Gemma Labsan was among the more than 155 Facebook users whose accounts were recently suspended by social media giant Facebook.
She started using Facebook in 2009 mainly to connect with relatives and her husband, who is a seafarer.
Amid the pandemic, Labsan shared that she has been preparing learning modules and engaging her senior high school students as part of her job to teach Accountancy, Business, and Management Strand (ABM) in a public school in Quezon City.
She said she has also been busy coordinating with her colleagues at work and addressing concerns of parents of her students regarding the new mode of learning.
“Facebook Messenger is the easiest tool of communication that I share with my students, their parents, and the other teachers in my school. It is important for me as a teacher.

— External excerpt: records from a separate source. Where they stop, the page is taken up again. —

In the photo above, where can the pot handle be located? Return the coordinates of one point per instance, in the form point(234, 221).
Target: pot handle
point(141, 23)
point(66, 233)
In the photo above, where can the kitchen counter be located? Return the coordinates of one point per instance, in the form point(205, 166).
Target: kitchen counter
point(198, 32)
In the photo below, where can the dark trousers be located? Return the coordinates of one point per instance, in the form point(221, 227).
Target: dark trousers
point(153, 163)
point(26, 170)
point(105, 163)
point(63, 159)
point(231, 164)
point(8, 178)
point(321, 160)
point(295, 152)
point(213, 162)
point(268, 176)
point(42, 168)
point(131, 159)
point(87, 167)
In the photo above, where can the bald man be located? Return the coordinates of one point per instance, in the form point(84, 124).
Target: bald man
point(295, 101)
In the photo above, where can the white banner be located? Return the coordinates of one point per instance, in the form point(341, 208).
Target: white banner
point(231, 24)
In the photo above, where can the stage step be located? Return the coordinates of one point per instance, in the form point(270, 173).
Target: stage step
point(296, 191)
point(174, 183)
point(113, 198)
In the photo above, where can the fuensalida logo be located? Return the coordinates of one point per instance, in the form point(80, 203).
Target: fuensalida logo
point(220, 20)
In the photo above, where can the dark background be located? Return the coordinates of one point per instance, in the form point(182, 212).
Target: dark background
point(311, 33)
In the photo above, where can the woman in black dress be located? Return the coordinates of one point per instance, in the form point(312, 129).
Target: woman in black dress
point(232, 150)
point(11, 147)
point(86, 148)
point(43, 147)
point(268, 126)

I rely on it since everyone I need to connect with is also using it,” she told the Philippine News Agency in an interview on Thursday.
On September 22, Facebook’s head of security policy, Nathaniel Gleicher, said they have decided to remove some 155 accounts, 11 pages, nine groups, and six Instagram accounts for violating the company’s policy “against foreign or government interference which is coordinated inauthentic behavior on behalf of a foreign or government entity.”
“This activity originated in China and focused primarily on the Philippines and Southeast Asia more broadly, and also on the United States,” Gleicher added.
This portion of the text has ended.